Vascular Endothelial Growth Factor (VEGF)
A possible future treatment for angina, its expression causes angiogenesis, providing new blood flow to ischaemic tissue. Neo-vascularisation can be achieved through a single injection of a gene transfer vector; however a limited expression can cause abnormal angiogenesis.
Hypoxia-Inducible Factor 1α (HIF-1α)
A transcription factor that regulates the expression of multiple angiogenic genes, including genes, including VEGF. Possible target for future angina treatments.
Sirolimus
Immunosupressant drug that has antiproliferatice effects and is eluted from a type of drug-eluting stents used to revascularise coronary arteries in the treatment of coronary heart disease.
Paclitaxel
A drug eluted by certain stents used to revascularise coronary arteries in the treatment of CHD which interferes with the normal function of microtubule growth. Also an anti-cancer drug.
Quinidine
Class 1A antidysrhythmic, V-gated Na+ channel blocker. Increased AP duration with an intermediate rate of association/dissociation. Greater affinity for open state than for inactivated. Work against atrial and ventricular dysrhythmias and shows use dependence at normal resting potentials. Not in common use.
Flecainamide
Class 1C antidysrhythmic. Very slow to associate/dissociate, good for ectopic beats. However lower long term survival in controlled trials means it is only used in very unusual circumstances.
Lidocaine
Class 1B antidysrhythmic. Greater affinity for inactivated rather than activated states. Influenced by length of the action potential. Kinetics means it is most effective at high firing rates, where the diastolic is depolarised and in parts of the heart where AP is longest. Acting at lower concentrations than needed to be a LA.
Amiodarone
Class III antidysrhythmic. Prolongs AP and refractory period, possibly by inhibiting K+ channels involved in repolarisation. May also affect inactivation of Na+ channels, prolonging their activation.
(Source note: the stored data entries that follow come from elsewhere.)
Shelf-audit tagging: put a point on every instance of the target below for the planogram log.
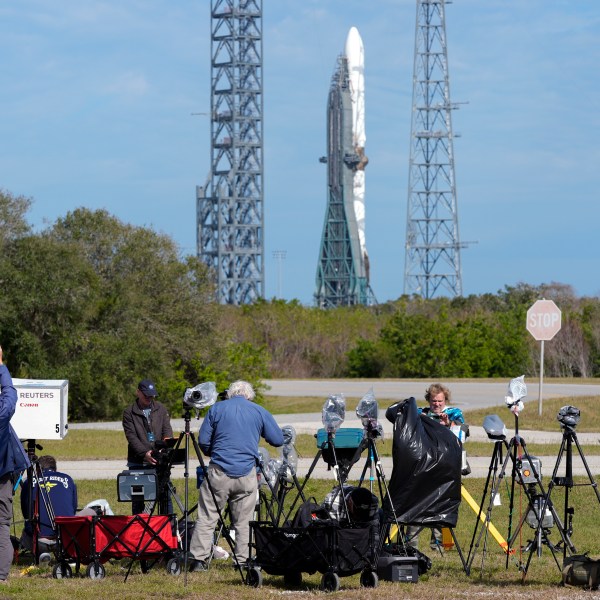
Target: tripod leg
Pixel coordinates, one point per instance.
(491, 477)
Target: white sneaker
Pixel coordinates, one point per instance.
(220, 553)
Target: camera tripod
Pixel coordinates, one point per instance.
(566, 448)
(37, 494)
(530, 486)
(166, 490)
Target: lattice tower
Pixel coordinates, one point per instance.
(432, 258)
(230, 219)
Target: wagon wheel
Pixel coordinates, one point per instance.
(173, 566)
(62, 571)
(330, 582)
(369, 579)
(254, 577)
(95, 571)
(292, 579)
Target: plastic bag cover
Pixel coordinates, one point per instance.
(425, 482)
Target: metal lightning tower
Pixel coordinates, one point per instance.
(432, 259)
(343, 268)
(230, 206)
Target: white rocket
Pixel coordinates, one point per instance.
(355, 56)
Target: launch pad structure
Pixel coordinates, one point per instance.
(229, 207)
(343, 267)
(432, 258)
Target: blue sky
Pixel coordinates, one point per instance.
(96, 106)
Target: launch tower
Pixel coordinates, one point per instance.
(343, 268)
(229, 208)
(432, 259)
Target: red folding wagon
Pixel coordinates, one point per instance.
(93, 540)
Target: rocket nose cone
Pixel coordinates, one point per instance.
(353, 42)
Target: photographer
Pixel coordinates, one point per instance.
(229, 435)
(13, 459)
(145, 422)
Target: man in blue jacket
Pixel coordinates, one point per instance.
(13, 459)
(230, 434)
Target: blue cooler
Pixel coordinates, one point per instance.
(345, 441)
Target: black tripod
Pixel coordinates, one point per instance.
(531, 484)
(38, 493)
(569, 437)
(186, 437)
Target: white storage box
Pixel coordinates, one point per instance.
(42, 406)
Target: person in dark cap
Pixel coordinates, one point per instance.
(145, 422)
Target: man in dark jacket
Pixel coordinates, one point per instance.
(13, 459)
(230, 434)
(145, 422)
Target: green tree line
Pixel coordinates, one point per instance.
(104, 304)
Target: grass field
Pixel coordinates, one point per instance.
(489, 578)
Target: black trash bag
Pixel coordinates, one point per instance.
(426, 456)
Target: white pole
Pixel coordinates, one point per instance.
(541, 377)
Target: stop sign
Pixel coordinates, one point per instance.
(543, 320)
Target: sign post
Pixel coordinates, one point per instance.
(543, 322)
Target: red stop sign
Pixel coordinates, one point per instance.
(543, 320)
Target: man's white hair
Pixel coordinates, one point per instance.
(241, 388)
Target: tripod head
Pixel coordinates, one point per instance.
(568, 417)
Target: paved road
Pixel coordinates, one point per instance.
(466, 394)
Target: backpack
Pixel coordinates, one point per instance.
(581, 570)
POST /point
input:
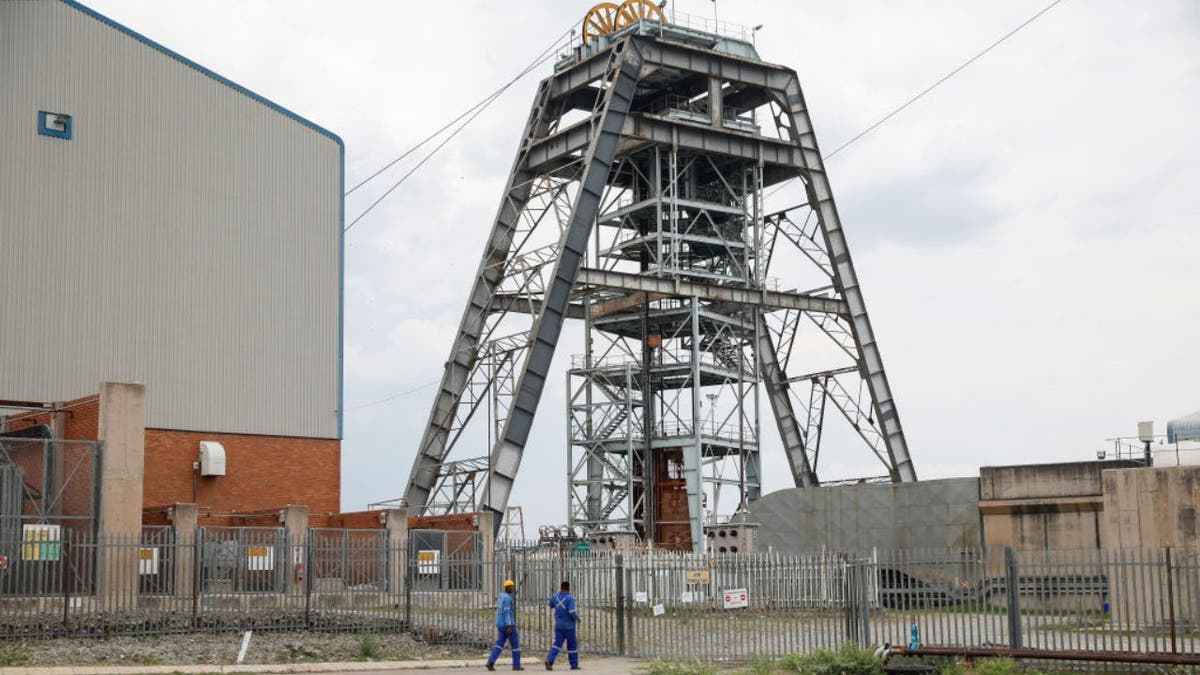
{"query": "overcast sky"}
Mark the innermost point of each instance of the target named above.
(1026, 236)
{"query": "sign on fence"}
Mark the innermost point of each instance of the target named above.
(736, 598)
(41, 542)
(427, 561)
(261, 559)
(148, 560)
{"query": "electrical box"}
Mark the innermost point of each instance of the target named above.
(1146, 431)
(211, 458)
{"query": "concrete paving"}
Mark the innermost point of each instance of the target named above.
(457, 667)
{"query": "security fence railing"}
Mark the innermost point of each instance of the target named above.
(443, 585)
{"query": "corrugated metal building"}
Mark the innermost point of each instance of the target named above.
(163, 225)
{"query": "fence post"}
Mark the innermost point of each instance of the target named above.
(309, 571)
(621, 605)
(197, 575)
(408, 585)
(1170, 601)
(852, 620)
(65, 562)
(1014, 598)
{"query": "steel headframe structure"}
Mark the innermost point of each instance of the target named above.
(635, 204)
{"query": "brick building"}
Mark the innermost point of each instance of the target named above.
(177, 230)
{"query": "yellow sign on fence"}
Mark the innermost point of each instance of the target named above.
(41, 542)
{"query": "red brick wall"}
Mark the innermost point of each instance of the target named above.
(357, 520)
(262, 472)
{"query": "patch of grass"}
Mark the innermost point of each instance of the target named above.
(997, 667)
(369, 647)
(663, 667)
(760, 665)
(849, 659)
(13, 655)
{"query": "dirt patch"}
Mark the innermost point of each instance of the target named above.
(222, 649)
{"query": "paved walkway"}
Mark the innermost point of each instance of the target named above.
(591, 667)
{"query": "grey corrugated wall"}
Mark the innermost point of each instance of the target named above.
(186, 237)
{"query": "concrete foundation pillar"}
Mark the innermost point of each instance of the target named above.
(185, 520)
(57, 452)
(295, 531)
(395, 521)
(121, 463)
(492, 571)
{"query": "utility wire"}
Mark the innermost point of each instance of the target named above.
(469, 114)
(394, 396)
(963, 66)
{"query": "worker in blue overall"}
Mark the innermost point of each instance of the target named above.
(565, 617)
(507, 627)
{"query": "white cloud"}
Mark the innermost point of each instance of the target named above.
(1025, 234)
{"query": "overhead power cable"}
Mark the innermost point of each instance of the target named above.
(961, 66)
(394, 396)
(469, 114)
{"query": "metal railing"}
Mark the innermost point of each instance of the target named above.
(646, 603)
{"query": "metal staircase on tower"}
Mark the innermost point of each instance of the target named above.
(636, 205)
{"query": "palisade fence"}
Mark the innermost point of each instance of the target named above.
(443, 585)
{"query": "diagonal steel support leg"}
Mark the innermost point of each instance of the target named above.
(775, 382)
(546, 328)
(820, 196)
(465, 352)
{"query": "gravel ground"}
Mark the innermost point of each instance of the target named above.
(222, 649)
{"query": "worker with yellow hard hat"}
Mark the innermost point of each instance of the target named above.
(507, 627)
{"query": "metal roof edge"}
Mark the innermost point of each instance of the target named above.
(186, 61)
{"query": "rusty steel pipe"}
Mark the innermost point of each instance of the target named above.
(1056, 655)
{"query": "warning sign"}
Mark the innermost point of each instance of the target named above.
(261, 559)
(148, 560)
(41, 542)
(736, 598)
(427, 561)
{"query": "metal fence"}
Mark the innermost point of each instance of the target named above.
(441, 585)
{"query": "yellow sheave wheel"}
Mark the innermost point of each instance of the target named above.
(633, 11)
(600, 21)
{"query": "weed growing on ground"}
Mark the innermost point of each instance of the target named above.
(369, 647)
(849, 659)
(997, 667)
(13, 655)
(661, 667)
(760, 665)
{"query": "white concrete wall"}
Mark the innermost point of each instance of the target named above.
(187, 237)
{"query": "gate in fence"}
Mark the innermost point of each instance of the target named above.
(649, 604)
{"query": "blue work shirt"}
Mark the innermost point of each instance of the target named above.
(504, 615)
(565, 614)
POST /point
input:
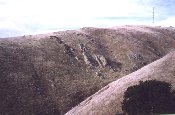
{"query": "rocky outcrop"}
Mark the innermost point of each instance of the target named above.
(108, 100)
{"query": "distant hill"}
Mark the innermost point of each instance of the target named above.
(51, 73)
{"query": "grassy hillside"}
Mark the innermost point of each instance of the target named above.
(108, 100)
(51, 73)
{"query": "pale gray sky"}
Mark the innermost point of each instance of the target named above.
(19, 17)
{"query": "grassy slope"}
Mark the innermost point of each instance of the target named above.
(108, 100)
(44, 74)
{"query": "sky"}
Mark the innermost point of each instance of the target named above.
(21, 17)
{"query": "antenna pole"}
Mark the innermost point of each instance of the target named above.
(153, 15)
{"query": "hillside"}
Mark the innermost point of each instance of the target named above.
(108, 100)
(51, 73)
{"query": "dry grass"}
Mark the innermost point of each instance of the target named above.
(41, 71)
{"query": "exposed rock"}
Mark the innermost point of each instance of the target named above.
(58, 39)
(101, 60)
(82, 47)
(115, 66)
(89, 60)
(68, 50)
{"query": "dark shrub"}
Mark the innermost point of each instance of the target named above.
(149, 97)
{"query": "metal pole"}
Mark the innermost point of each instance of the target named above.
(153, 15)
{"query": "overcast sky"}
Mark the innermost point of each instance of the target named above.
(20, 17)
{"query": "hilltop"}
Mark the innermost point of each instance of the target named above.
(51, 73)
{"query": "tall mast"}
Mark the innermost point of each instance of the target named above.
(153, 15)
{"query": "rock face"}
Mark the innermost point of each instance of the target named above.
(51, 73)
(107, 101)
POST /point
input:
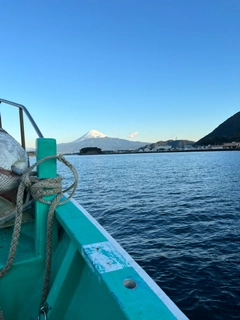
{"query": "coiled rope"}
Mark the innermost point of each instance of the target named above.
(39, 188)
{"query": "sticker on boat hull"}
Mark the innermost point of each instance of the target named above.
(104, 257)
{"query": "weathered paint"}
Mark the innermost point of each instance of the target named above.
(104, 257)
(89, 270)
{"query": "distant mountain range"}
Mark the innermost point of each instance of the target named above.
(95, 138)
(175, 144)
(228, 131)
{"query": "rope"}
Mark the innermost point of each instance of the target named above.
(39, 188)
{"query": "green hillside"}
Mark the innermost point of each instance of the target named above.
(228, 131)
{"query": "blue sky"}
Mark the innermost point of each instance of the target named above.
(165, 69)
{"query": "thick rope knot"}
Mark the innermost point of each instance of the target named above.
(38, 188)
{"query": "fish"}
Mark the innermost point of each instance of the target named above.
(14, 162)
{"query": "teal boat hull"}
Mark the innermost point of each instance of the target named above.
(92, 276)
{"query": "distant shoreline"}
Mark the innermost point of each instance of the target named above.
(148, 152)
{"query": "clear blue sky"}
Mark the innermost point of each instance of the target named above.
(162, 68)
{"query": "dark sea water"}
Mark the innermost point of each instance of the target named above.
(178, 215)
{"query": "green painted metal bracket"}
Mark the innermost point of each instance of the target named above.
(45, 147)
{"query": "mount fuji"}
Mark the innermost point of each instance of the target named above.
(94, 138)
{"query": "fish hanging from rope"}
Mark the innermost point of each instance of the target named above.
(13, 162)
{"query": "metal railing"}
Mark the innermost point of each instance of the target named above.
(21, 110)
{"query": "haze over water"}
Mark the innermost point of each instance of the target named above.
(177, 214)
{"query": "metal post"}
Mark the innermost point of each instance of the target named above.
(22, 128)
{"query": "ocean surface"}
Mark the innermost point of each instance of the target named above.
(178, 215)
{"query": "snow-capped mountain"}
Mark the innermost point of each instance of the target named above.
(95, 138)
(91, 134)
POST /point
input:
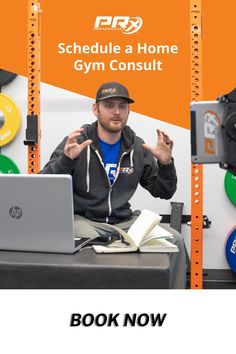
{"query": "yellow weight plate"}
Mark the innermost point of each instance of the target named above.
(10, 119)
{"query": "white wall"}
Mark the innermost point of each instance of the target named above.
(63, 111)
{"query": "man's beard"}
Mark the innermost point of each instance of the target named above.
(110, 127)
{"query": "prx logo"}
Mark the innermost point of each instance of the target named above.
(126, 24)
(211, 125)
(15, 212)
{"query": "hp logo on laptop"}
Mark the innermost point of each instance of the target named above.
(15, 212)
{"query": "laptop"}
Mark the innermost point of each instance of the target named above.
(36, 214)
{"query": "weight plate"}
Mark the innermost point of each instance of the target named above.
(10, 119)
(8, 166)
(230, 249)
(6, 77)
(230, 186)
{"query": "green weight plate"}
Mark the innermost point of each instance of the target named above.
(230, 186)
(7, 165)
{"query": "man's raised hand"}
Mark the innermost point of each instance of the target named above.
(163, 149)
(72, 149)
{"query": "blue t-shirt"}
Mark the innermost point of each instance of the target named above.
(110, 154)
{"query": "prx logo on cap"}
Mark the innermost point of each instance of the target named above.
(126, 24)
(109, 91)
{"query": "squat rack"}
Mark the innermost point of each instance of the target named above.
(33, 133)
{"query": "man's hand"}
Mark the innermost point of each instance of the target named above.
(72, 149)
(163, 149)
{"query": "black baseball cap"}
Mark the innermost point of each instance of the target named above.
(112, 89)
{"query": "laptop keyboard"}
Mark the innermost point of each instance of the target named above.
(81, 242)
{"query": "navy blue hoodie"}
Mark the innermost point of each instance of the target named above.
(94, 197)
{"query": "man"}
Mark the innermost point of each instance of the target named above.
(107, 161)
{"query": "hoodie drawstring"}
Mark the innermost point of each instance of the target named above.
(88, 162)
(132, 158)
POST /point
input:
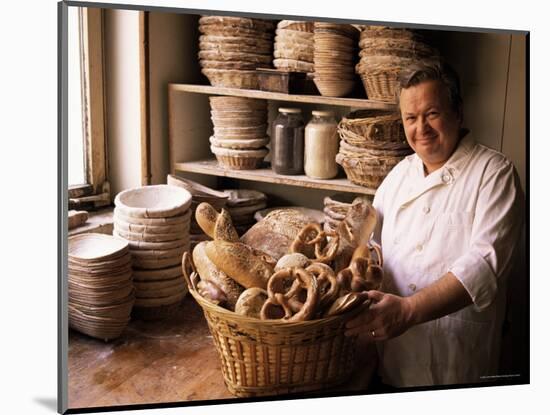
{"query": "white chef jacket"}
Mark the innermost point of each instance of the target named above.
(465, 218)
Helps prevent re-entrant and circular dysrhythmias.
Verapamil
Class IV antidysrhythmic, Ca2+ channel antagonist with myocardial selectivity. Useful for many types of dysrhythmia due to the ubiquitous nature of Ca2+ channels in the heart. If given in excess can inhibit contraction (disruption of excitation-contraction coupling). So it is not normally used if cardiac function is compromised.